US-China: the hardcore is yet to come

A container ship unloads cargo at the port terminal in Long Beach, California on May 10, as talks to resolve the US-China trade battle ended Friday with no deal, but no breakdown. Photo: Mark Ralston / AFP

US-China: the hardcore is yet to come

The Trump administration’s response to China’s emergence has been to throw all sorts of spanners in the works, but tariffs won’t bring back manufacturing jobs

Let’s start with the “long” 16th Century – which, as with the 21st, also saw a turbulent process of marketization. At that time, the Jesuits and the Counter-Reformation were trying to rebound across Asia – but within a context where the rivalry between the Iberian superpowers of the age, Spain and Portugal, still lingered. 

The Reformation first attached itself to the Dutch trade thalassocracy – a seaborne empire, under which commerce was paramount – over strict propaganda of religious dogma. Britain’s maritime realm was still biding its time.
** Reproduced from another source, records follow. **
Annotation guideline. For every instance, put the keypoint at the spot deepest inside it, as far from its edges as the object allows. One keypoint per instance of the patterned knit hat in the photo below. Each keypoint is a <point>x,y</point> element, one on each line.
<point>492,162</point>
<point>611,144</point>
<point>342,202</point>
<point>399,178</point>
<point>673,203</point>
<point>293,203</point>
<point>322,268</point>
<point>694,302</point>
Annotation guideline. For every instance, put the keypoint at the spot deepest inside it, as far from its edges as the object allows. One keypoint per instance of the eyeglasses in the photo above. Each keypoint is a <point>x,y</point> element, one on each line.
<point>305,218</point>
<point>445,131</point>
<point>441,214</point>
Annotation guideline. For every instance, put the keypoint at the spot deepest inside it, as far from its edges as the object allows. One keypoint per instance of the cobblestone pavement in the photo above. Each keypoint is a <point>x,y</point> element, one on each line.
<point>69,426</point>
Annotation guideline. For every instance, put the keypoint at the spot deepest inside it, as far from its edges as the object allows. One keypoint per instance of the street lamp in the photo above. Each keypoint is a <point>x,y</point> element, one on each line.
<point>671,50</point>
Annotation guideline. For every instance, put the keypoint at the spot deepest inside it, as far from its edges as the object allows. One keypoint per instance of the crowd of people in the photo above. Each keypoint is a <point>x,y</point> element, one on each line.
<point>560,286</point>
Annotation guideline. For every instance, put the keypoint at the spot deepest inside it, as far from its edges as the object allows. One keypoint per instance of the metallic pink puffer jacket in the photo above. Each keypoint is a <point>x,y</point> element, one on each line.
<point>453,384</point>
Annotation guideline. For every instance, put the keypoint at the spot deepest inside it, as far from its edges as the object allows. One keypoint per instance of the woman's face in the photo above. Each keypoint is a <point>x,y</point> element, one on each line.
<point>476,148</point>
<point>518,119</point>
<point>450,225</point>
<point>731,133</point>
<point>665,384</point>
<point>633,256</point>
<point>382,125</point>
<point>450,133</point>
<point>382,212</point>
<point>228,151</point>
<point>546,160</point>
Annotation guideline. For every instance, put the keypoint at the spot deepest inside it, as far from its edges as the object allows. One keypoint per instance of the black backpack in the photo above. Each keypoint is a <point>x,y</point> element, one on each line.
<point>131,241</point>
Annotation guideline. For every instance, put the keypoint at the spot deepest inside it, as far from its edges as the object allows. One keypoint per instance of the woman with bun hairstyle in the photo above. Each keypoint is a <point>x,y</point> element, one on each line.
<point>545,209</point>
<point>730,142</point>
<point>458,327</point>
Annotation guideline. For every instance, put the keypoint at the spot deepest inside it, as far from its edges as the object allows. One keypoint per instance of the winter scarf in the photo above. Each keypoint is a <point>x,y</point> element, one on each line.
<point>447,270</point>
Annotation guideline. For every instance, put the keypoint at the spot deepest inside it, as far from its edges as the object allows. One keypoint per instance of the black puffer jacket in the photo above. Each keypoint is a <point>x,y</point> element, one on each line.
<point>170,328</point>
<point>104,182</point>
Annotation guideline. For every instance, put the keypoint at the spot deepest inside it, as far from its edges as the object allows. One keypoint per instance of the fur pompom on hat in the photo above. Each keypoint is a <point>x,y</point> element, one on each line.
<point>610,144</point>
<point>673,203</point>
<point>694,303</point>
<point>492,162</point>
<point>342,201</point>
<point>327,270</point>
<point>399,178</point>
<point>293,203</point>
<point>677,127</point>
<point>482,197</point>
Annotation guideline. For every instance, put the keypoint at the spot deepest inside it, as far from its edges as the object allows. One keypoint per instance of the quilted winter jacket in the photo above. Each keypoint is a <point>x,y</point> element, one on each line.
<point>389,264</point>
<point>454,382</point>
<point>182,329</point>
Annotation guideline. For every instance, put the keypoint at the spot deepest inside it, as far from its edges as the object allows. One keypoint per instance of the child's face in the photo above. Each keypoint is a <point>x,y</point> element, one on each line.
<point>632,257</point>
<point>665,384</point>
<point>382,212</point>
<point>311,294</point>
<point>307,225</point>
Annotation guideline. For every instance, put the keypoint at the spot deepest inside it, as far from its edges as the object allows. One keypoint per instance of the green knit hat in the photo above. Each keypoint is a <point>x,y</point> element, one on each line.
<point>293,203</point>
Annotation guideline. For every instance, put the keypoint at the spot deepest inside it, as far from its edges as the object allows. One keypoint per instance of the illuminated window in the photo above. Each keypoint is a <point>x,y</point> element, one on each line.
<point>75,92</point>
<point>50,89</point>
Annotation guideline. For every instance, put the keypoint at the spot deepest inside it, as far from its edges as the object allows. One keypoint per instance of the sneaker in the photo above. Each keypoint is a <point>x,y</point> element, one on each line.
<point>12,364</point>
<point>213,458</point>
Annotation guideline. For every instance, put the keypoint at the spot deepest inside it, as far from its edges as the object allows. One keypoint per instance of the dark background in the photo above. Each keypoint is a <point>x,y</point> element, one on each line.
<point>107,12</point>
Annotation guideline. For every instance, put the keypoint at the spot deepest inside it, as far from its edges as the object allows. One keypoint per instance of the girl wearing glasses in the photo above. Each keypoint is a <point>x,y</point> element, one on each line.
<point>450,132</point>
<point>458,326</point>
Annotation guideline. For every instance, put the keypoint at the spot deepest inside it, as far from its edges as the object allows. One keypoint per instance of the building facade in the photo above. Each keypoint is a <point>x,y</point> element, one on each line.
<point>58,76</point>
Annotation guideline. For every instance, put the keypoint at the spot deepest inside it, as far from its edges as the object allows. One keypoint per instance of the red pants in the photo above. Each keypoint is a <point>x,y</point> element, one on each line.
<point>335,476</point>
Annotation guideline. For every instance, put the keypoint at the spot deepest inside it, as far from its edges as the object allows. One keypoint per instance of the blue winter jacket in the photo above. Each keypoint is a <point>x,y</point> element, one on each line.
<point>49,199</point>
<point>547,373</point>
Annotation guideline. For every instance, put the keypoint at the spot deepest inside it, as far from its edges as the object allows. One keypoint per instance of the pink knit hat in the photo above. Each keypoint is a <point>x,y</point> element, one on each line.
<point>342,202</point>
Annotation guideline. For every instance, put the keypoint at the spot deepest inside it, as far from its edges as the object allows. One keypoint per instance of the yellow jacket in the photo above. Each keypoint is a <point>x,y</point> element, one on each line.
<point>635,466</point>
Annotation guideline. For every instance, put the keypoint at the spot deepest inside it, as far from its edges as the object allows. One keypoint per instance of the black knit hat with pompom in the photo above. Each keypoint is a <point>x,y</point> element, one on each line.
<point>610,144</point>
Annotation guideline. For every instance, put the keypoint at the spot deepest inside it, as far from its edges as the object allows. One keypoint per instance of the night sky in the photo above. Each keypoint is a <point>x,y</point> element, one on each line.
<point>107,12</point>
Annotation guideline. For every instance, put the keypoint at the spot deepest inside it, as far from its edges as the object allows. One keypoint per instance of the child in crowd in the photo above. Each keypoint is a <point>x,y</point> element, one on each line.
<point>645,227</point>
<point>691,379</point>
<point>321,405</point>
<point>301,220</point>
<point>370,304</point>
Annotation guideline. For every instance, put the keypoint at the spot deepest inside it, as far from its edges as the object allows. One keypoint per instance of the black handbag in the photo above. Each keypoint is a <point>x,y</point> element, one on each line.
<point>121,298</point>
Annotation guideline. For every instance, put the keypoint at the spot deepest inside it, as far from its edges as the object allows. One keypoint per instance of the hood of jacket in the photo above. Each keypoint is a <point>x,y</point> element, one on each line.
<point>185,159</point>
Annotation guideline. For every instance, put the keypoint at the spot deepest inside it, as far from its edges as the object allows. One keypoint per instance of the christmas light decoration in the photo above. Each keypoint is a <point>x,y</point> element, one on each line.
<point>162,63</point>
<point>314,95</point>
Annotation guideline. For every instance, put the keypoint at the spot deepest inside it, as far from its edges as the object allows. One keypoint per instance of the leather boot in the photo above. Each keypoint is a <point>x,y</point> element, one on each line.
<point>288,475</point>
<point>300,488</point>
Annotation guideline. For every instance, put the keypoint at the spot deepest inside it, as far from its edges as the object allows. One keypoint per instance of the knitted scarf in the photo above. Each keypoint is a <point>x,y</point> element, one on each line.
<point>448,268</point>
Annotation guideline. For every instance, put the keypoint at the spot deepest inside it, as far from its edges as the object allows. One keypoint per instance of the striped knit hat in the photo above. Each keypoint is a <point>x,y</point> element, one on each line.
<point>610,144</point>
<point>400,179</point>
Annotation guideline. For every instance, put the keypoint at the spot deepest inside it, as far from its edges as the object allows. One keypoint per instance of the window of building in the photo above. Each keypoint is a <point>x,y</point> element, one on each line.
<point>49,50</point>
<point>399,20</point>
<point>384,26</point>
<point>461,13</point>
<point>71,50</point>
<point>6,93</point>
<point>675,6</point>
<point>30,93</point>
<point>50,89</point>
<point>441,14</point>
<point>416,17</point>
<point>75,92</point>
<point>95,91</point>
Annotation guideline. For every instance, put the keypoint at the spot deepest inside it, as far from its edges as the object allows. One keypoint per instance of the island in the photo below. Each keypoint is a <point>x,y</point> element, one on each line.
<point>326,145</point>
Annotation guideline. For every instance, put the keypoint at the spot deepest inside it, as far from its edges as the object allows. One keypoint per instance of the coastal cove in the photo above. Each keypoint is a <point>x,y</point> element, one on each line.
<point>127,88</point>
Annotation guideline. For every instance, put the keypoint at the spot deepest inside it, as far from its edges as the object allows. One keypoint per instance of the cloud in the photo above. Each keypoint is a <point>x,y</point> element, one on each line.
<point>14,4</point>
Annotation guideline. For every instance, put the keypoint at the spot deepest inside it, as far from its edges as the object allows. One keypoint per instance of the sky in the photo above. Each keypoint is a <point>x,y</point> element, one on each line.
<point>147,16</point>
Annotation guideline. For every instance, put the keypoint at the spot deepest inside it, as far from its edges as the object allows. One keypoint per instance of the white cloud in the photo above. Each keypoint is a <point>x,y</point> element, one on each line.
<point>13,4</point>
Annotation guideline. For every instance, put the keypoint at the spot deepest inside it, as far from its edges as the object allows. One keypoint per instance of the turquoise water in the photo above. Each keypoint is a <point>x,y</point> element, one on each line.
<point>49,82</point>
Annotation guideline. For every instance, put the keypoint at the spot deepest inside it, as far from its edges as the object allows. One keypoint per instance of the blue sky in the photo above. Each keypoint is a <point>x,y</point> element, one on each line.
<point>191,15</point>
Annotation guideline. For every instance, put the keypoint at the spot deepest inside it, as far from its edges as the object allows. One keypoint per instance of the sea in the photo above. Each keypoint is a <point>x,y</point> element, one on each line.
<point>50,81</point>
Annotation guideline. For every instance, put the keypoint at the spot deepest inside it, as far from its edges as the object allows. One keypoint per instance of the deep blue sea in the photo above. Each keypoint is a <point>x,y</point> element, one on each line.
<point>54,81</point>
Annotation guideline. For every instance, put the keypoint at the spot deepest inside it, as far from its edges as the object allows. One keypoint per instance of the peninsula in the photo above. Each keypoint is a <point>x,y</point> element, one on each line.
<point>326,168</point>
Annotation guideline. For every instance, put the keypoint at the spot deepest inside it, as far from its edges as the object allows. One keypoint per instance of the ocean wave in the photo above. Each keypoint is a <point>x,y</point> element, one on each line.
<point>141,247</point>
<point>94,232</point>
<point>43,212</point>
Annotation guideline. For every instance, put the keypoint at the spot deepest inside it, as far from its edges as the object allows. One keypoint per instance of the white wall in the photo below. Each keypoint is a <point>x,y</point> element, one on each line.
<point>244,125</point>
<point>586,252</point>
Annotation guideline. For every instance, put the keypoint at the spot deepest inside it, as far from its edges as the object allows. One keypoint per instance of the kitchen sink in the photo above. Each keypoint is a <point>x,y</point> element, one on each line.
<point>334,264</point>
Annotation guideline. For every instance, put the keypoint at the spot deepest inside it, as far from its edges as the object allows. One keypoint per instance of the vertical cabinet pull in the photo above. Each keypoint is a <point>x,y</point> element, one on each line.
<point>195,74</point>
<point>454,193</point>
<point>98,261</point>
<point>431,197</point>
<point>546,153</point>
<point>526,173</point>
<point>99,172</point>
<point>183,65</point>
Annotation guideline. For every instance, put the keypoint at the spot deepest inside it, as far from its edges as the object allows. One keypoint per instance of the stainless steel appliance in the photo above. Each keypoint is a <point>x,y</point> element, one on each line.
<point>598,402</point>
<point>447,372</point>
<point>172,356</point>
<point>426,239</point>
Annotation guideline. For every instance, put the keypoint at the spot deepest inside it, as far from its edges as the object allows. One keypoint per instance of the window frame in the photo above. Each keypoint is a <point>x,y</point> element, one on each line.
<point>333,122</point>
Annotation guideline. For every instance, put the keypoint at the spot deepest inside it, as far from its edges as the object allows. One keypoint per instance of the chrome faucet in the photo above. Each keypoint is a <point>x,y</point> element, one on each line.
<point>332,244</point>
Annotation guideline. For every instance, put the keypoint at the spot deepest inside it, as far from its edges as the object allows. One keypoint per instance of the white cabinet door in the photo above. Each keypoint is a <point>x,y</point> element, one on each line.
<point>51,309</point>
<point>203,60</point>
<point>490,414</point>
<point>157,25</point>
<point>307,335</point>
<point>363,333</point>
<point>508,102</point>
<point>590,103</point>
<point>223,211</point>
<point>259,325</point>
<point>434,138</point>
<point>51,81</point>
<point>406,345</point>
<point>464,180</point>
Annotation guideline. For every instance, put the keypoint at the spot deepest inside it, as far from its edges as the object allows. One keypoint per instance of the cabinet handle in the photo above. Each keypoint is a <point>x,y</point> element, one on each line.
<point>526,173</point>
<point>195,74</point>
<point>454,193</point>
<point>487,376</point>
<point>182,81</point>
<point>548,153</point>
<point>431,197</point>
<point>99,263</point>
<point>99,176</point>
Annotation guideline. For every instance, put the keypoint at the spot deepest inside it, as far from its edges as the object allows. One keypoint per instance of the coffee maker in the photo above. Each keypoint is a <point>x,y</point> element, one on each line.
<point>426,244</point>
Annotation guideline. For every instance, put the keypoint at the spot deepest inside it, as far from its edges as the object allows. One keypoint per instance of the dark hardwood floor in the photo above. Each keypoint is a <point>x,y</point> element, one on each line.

The emergence of Protestantism proceeded in parallel to the emergence of neo-Confucianism in East Asia.

Fast forward to our turbulent times. Marketization – renamed as globalization – seems to be in crisis. But not in the Middle Kingdom, which is now investing in globalization 2.0 amid increasing rivalry with the other superpower, the US. 

The American thalassocracy is being superseded by the Revenge of the Heartland, in the form of the Russia-China strategic partnership – for whom Eurasian trade integration, as expressed by the New Silk Roads, or Belt and Road Initiative (BRI), is paramount over the Make America Great Again (MAGA) dogma. 

Meanwhile, the re-emergence of Right populism in the West mirrors the re-emergence of pragmatic neo-Confucianism across Asia.

BRI – the prime vehicle for Eurasia integration – would have never come to light without China’s four decades of breakneck economic development.